One proxy-pool UA in detail (fake "Chrome on Mac")
| Metric | Value |
|---|---|
| Total requests | 580,841 |
| Distinct IPs | 430,661 |
| Median requests per IP | 1 (shows up once, disappears) |
| p99 requests per IP per hour | 2 |
| HTTP 2xx rate | 60.1% (getting real content) |
| Avg response size | 64 KB (8x larger than polite crawlers) |
| Total served | 35 GB |
Diurnal pattern (hourly avg requests, EST)
| Hour | Avg requests |
|---|---|
| 3 AM | 68,911 (busiest) |
| 9 AM | 67,081 |
| 12 PM | 53,090 |
| 1 PM | 47,955 (quietest) |
| 6 PM | 57,618 |
| 11 PM | 58,815 |
A real community forum has a deep overnight trough and a daytime peak. Our busiest hour is 3 AM.

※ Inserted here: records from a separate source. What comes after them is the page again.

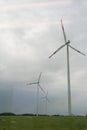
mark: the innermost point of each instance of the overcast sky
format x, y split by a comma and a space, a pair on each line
30, 30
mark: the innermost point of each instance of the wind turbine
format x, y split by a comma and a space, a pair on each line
46, 100
38, 86
67, 44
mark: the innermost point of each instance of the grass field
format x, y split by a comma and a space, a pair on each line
42, 123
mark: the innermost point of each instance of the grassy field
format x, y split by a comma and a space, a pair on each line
42, 123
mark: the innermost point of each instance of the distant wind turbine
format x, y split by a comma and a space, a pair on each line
38, 86
67, 44
46, 100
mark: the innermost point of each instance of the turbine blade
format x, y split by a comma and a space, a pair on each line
42, 89
39, 77
47, 99
59, 49
63, 31
32, 83
77, 50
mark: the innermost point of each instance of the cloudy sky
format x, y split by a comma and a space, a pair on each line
30, 30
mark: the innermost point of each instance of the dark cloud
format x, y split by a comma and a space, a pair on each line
27, 37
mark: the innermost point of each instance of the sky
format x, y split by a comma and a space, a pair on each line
30, 31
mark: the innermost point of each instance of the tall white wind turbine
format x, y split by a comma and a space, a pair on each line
67, 44
38, 86
46, 101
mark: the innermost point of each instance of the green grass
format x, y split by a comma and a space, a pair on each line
42, 123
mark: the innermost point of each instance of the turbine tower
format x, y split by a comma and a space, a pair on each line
46, 100
38, 86
67, 44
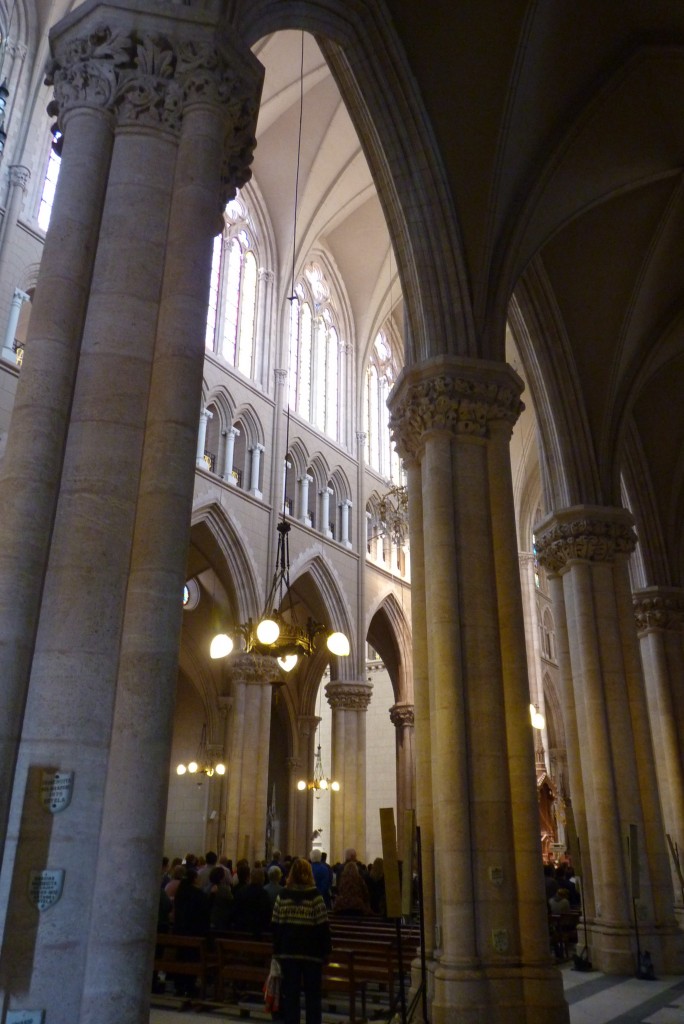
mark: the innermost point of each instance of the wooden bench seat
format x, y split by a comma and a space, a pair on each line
243, 963
186, 954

Registration-form assault (May 5, 2026)
| Metric | Value |
|---|---|
| Normal real signups per day | 3.7 |
| Registration hits on May 5 | 15,009 |
| WAF challenges (HTTP 460) | 8,004 |
| Load balancer timeouts (HTTP 504) | 1,728 |
| Ratio to normal | ~4,000x |
Geographic distribution of abuser traffic (top 10 countries)

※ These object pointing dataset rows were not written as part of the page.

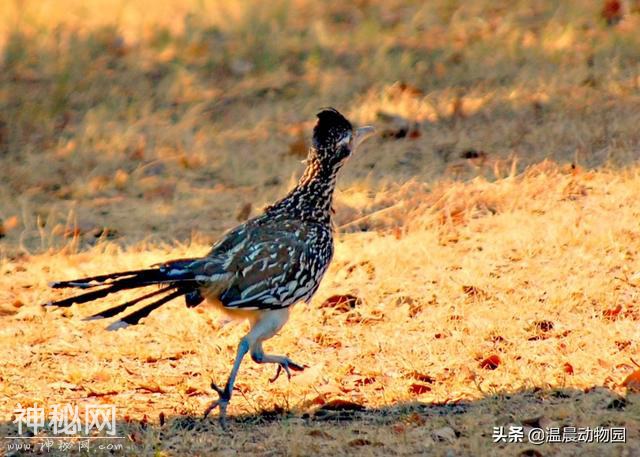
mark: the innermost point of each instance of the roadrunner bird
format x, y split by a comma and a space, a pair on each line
257, 270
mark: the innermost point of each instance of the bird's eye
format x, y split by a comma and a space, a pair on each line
345, 141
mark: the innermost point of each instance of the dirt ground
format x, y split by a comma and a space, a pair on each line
486, 239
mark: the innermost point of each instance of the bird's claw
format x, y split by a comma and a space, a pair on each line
221, 403
287, 366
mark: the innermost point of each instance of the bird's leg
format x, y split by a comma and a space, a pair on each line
225, 394
284, 363
266, 325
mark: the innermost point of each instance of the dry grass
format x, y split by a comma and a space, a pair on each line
125, 131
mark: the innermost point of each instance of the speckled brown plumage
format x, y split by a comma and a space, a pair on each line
260, 268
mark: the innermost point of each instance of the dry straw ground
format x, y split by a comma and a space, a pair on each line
489, 234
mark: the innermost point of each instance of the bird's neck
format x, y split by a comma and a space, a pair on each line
312, 197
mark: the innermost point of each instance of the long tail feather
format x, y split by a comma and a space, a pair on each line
95, 281
114, 310
134, 317
84, 298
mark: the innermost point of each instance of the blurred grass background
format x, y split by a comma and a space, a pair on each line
185, 113
488, 233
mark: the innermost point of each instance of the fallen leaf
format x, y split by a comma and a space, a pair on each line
490, 363
359, 442
419, 388
152, 387
612, 314
447, 434
632, 382
421, 377
544, 325
473, 291
612, 12
342, 303
319, 434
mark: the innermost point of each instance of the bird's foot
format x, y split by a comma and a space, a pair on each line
287, 365
221, 402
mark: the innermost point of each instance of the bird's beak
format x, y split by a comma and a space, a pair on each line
362, 133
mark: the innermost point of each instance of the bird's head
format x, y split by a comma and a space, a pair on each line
335, 139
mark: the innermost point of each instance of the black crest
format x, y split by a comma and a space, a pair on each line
330, 128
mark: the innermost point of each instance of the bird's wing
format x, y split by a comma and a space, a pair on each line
272, 266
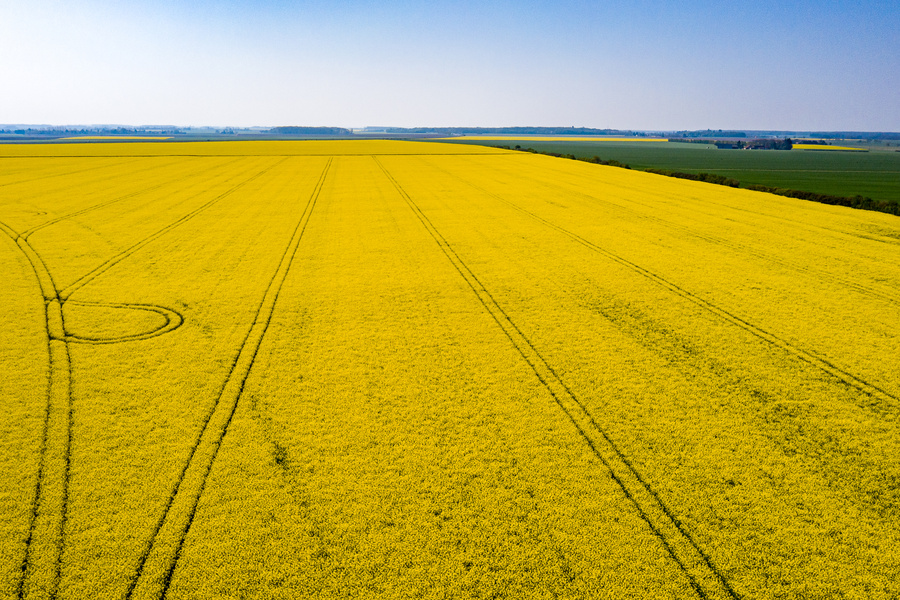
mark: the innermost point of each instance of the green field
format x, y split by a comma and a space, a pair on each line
874, 174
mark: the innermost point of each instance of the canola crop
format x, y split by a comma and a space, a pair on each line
827, 147
553, 138
399, 369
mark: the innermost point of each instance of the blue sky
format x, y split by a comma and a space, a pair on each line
652, 64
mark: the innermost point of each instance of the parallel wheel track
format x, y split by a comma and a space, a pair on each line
702, 574
157, 563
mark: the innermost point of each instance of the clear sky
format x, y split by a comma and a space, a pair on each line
645, 64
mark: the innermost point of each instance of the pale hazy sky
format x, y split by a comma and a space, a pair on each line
651, 64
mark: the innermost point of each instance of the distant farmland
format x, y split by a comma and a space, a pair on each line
874, 174
406, 369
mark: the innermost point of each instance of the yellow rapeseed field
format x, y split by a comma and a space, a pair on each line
383, 369
827, 147
554, 138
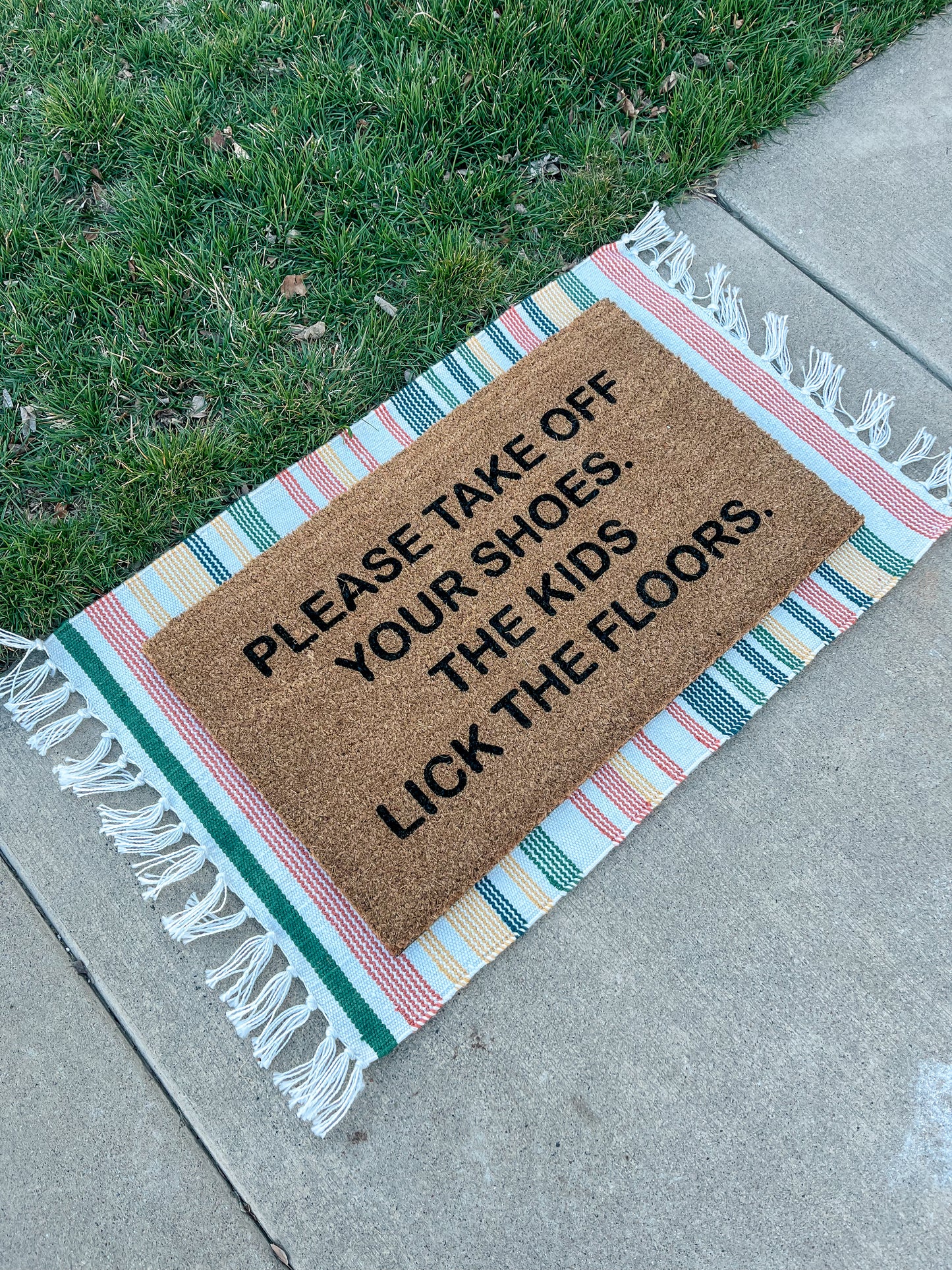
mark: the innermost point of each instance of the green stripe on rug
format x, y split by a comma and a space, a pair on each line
576, 291
777, 649
551, 860
253, 523
876, 550
741, 681
441, 389
371, 1027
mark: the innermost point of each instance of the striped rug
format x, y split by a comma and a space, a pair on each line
310, 964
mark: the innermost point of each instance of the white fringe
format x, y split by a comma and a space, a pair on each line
40, 708
11, 681
202, 917
264, 1006
92, 775
60, 730
776, 346
248, 962
269, 1043
157, 871
823, 379
918, 449
941, 475
20, 683
323, 1090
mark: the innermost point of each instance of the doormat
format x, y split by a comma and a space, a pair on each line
608, 526
311, 966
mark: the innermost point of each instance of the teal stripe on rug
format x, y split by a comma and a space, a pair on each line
371, 1027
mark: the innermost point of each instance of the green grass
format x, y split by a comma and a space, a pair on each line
386, 154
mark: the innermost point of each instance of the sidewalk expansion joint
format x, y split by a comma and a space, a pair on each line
83, 971
831, 289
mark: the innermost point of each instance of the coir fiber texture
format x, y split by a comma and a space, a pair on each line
311, 964
413, 718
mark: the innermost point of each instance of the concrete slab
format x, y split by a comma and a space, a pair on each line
858, 192
729, 1048
96, 1166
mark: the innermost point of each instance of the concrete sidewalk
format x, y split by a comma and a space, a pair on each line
748, 1062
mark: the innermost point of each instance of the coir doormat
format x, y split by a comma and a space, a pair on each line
311, 966
415, 678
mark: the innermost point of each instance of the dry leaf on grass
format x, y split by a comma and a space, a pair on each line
224, 142
626, 103
294, 285
549, 167
28, 422
302, 334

2,330,308 distinct IPs analyzed via MaxMind GeoLite2. Traffic confirmed from 100+ countries.
| Country | Requests | % | Distinct IPs |
|---|---|---|---|
| United States | 2,595,182 | 32.8% | 763,092 |
| Netherlands | 973,206 | 12.3% | 5,807 (datacenter signature) |
| United Kingdom | 616,997 | 7.8% | 129,795 |
| Brazil | 554,862 | 7.0% | 214,500 |
| Iraq | 238,869 | 3.0% | 42,201 |
| China | 202,369 | 2.6% | 3,965 (datacenter signature) |
| Canada | 192,095 | 2.4% | 65,974 |
| Chile | 108,774 | 1.4% | 34,726 |
| Bangladesh | 107,858 | 1.4% | 31,874 |
| Argentina | 100,638 | 1.3% | 35,217 |
Two distinct patterns: Netherlands and China show high req/IP (datacenter scraping from hosting providers). US, Brazil, Iraq, Bangladesh show low req/IP with massive IP fanout (residential proxy networks).
The cloud-deny-list myth (global abuser IPs by provider)
| Provider | IPs | % IPs |
|---|---|---|
| "other" (residential ISPs + small hosting) | 2,324,306 | 99.7% |
| DigitalOcean | 3,664 | 0.2% |
| AWS | 1,269 | 0.1% |
| Azure | 775 | 0.0% |
| GCP | 294 | 0.0% |
AWS + GCP + Azure + DigitalOcean combined: 0.3% of abuser IPs.
Less than 1% of abuser traffic comes from the four major cloud providers. "Other" is residential ISP addresses (Comcast, Spectrum, AT&T, BT, Vodafone, JIO, etc.) rented by proxy services (Bright Data, Oxylabs, IPRoyal, Smartproxy), plus smaller hosting providers (Hetzner, OVH, Worldstream, Contabo) that don't appear in big-cloud IP range lists.